All the Sins of Sodom is classic Sarno. A photographer named Henning is obsessed by the idea of capturing the essence of female evil in a photograph. When he meets Leslie (Maria Lease) he believes he’s found what he’s looking for, a model who can portray Salome, the priestesses of Babylonia, the priestesses of Sodom and Gomorrah. She will be the centrepiece of a book of artistic nudes that he believes will propel from from nudie photo shoots into the world of serious photography. He already has the contract for the book - all he needs are the right photos.
As well as photographing her he begins an affair with her. Not that that’s unusual - he ends up in bed with most of his models.
His agent also introduces another model to him, a woman named Joyce. He isn’t interested in photographing her but she’s homeless and he feels sorry for her so he lets her stay in his studio (where he also lives).
His obsession with his photographic sessions with Leslie leads to frustration. He just can’t get her to quite capture the look he wants. Then he gets one of the ideas that seem inspired at the time - he will introduce Joyce into the sessions. Joyce will caress Leslie in order to get her into the right mood. Unfortunately Joyce becomes increasingly sexually obsessed with Henning, while Leslie is finding that for her the affair with Henning is more than just a fling - she is falling hopelessly in love with him.
This is a typical 60s Sarno movie, the sort of movie that elevates Sarno above the ranks of the average sexploitation film-maker. He is not interested in sex as a mechanical act. He is interested in sex as an emotional catalyst, a dangerous psychological game and an obsession. He is more interested in what his characters are feeling than in what they’re doing.
Sarno’s movies required his actors to do real acting, and he chose wisely. And sometimes one suspects that he got performances out of actors that no other exploitation director would have got because he challenged them to find the emotional depths in the characters they portrayed.
He was particularly fortunate in finding Maria Lease. She is both sexy, in a slightly exotic way, and a fine actress. And she has a genuine presence.

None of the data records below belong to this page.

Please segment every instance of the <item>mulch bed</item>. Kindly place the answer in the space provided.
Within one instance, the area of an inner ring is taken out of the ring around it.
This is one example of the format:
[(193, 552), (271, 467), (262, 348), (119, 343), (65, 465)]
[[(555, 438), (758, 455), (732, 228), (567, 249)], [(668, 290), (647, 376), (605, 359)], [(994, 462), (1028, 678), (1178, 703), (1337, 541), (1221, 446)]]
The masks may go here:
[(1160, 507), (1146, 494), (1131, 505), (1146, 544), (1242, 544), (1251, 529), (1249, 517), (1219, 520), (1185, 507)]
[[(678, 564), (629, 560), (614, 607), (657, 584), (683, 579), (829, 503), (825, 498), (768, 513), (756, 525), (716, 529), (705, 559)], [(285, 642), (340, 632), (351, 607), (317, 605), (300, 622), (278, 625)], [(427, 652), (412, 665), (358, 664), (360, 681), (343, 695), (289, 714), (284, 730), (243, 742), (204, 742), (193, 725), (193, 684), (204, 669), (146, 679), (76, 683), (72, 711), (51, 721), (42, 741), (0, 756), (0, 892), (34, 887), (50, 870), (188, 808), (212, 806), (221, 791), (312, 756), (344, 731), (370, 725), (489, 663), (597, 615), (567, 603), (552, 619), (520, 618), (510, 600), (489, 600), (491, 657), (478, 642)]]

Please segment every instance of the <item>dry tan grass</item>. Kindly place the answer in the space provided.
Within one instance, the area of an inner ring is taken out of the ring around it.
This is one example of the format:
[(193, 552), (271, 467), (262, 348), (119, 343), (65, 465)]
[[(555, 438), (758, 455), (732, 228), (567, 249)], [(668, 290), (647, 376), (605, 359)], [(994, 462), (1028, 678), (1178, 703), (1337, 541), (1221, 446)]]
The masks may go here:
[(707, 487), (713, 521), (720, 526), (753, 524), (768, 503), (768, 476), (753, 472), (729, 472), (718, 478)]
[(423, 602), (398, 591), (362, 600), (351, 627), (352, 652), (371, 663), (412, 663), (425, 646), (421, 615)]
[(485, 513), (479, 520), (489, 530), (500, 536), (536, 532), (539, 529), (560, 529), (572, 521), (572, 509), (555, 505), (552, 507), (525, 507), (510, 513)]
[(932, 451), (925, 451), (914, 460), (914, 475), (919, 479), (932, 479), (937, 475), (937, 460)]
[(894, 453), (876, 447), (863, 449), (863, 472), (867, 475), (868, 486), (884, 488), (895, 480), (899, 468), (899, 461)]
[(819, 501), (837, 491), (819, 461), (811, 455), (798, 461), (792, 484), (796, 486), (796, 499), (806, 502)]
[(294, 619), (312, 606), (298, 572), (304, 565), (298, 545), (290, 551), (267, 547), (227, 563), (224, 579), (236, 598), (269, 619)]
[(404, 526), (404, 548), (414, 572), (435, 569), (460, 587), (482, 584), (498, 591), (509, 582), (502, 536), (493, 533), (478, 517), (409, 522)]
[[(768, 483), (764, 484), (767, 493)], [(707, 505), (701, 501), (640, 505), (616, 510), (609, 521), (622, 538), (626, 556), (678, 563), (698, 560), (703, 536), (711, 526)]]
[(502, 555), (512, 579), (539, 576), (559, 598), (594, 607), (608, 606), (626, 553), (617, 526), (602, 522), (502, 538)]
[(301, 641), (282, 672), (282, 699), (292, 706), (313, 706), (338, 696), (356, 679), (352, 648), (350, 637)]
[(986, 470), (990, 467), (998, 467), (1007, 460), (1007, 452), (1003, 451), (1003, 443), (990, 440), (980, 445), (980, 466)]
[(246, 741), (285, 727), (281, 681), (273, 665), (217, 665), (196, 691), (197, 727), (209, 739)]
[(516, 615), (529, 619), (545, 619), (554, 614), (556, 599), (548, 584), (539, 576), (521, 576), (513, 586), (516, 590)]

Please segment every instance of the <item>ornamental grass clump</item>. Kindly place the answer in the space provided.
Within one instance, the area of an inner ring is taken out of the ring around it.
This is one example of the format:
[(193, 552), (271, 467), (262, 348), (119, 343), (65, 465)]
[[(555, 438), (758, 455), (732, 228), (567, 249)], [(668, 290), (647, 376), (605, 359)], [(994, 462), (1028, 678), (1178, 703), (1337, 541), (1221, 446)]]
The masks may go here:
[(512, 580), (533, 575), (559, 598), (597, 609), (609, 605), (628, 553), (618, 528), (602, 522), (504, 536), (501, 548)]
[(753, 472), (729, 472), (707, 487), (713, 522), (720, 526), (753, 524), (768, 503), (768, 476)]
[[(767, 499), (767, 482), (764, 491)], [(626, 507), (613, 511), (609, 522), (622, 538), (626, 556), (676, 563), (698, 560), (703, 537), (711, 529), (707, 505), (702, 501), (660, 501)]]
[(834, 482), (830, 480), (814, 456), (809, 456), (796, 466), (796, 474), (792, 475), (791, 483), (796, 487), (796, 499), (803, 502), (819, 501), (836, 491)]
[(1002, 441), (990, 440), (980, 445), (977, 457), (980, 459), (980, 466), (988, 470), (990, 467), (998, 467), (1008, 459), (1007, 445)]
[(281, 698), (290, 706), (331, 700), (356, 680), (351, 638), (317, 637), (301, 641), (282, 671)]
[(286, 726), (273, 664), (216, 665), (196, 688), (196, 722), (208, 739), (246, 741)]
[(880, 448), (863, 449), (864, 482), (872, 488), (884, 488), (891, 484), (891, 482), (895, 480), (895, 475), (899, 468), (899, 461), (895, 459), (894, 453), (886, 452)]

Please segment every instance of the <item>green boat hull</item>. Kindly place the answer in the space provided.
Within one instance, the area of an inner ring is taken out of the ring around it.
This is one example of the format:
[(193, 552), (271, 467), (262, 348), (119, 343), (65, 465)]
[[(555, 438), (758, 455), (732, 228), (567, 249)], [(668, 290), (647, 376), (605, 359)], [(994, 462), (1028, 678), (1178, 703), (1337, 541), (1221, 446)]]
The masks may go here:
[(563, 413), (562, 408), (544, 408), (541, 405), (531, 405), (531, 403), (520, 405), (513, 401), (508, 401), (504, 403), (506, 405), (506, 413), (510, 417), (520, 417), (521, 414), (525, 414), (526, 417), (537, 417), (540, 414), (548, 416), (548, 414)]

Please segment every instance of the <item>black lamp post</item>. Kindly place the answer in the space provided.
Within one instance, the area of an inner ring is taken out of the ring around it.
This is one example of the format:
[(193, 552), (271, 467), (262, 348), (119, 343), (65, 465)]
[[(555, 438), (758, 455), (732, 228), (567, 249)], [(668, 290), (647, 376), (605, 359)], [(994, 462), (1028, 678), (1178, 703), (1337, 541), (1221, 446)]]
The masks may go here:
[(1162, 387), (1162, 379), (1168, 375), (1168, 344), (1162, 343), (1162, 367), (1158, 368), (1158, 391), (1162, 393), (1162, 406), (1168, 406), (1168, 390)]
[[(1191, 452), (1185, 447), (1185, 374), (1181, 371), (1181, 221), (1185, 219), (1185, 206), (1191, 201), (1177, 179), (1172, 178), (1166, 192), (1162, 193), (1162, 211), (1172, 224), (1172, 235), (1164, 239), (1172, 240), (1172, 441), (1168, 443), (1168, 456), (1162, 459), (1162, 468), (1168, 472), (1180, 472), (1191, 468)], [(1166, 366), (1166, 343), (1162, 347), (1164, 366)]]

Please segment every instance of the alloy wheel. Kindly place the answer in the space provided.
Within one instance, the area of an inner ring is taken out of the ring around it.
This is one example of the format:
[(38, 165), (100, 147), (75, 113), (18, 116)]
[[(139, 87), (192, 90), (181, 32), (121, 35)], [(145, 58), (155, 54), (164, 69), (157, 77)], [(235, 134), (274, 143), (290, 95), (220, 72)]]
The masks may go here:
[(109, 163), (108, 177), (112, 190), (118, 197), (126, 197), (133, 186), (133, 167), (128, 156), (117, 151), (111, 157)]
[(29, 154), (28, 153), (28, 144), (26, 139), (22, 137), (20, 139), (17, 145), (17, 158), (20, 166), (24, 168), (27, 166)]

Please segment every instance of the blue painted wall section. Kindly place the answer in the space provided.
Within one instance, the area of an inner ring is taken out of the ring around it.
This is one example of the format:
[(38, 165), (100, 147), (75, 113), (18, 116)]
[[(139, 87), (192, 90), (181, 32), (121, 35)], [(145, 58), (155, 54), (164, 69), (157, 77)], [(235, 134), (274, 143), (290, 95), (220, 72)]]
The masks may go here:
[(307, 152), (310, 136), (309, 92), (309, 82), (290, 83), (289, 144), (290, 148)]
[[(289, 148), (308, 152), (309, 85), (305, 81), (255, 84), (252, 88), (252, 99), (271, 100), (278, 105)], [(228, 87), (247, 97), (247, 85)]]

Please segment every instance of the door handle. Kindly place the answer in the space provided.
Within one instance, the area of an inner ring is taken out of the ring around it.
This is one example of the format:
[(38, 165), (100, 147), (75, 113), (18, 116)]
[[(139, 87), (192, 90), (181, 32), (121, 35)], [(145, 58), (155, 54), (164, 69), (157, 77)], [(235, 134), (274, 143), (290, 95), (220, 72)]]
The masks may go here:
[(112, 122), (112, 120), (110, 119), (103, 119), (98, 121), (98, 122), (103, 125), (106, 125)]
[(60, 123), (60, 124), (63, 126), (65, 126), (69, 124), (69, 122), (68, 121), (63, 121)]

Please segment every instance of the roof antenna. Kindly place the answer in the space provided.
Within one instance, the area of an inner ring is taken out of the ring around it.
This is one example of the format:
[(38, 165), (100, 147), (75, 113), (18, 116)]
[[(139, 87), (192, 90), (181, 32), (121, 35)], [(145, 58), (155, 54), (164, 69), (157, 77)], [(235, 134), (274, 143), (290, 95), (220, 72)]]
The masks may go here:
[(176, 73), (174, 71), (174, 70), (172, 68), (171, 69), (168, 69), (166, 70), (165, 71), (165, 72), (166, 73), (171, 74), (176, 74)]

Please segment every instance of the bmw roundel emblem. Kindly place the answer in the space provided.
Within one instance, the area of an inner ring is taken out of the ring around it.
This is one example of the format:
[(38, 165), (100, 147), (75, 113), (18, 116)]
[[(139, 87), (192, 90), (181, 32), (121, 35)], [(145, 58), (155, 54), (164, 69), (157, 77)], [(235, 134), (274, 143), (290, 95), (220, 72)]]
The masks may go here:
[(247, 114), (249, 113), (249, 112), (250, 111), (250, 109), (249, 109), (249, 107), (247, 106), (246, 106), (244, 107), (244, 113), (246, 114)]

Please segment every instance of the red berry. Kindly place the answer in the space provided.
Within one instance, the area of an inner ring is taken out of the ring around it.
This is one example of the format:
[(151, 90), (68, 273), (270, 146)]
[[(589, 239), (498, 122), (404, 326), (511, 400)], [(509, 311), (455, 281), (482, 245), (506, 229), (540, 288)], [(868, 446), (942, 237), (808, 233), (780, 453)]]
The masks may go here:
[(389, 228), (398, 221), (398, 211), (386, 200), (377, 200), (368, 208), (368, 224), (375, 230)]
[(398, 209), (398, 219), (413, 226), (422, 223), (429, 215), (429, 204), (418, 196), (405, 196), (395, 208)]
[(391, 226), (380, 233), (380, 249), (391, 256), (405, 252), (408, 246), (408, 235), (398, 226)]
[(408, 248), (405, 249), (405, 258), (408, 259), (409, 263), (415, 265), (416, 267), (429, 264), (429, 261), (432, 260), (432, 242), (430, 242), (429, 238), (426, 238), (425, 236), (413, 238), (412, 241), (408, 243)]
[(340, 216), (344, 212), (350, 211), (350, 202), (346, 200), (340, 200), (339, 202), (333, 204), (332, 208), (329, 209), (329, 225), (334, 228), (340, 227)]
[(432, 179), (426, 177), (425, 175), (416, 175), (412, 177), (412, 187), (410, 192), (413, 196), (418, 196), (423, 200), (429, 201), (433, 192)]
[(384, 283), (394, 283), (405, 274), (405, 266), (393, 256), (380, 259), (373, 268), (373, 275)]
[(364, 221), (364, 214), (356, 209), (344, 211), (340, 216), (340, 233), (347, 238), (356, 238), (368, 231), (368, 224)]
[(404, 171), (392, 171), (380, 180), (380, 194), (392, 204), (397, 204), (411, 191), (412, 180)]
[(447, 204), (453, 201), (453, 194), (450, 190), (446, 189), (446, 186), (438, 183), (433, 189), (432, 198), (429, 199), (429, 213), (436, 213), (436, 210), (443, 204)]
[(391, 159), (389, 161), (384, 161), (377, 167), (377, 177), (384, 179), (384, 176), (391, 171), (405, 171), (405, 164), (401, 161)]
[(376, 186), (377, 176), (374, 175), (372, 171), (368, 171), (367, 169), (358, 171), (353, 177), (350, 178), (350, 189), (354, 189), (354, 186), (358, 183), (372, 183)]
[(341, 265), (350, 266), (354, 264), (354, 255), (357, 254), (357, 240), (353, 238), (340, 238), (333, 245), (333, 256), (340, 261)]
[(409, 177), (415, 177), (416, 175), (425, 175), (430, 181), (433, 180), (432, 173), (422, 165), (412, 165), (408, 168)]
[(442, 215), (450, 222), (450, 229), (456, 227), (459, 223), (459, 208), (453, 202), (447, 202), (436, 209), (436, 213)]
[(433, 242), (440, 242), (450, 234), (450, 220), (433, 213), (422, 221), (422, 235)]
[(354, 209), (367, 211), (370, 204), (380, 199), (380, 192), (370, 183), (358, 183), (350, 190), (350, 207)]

The actor who plays Henning (all the players are uncredited and most of the perfotmers who appeared in these types of movies used pseudonyms anyway so identifying them is often quite a challenge) is also very good. The actress who plays Joyce is less proficient but she certainly has the right qualities of danger and evil.
Steve Silverman’s moody black-and-white cinematography complements Sarno’s directing style perfectly (he worked with the director quite a few times). The lighting setups are extraordinarily bold and imaginative for such a very low-budget movie with excellent use of light and shadow.
All the Sins of Sodom was shot in New York in early 1968, back-to-back with the excellent Vibrations and the sadly lost Wall of Flesh. It’s an object lesson in low-budget film-making with minimal sets used with great skill.
You can see the ending coming up a mile away but it works, and works well, because Henning can’t see it. And that’s the point. Had he been less obsessed with his pet project, had he remembered (if he ever knew) that models are more than just materials with which a photographer works, then he should have seen it coming. This is movie that is as much about artistic obsession as sexual obsession. Henning might well have been a true artist with the camera but he is a failure as a human being.
Retro-Seduction Cinema have done the same sort of very fine job with this movie as with the other Sarno movies they’ve released. The widescreen transfer is excellent, there is a commentary track by Sarno’s wife Peggy, and a number of other extras. Very few sexploitation directors have been fortunate enough to have their productions treated with this kind of respect.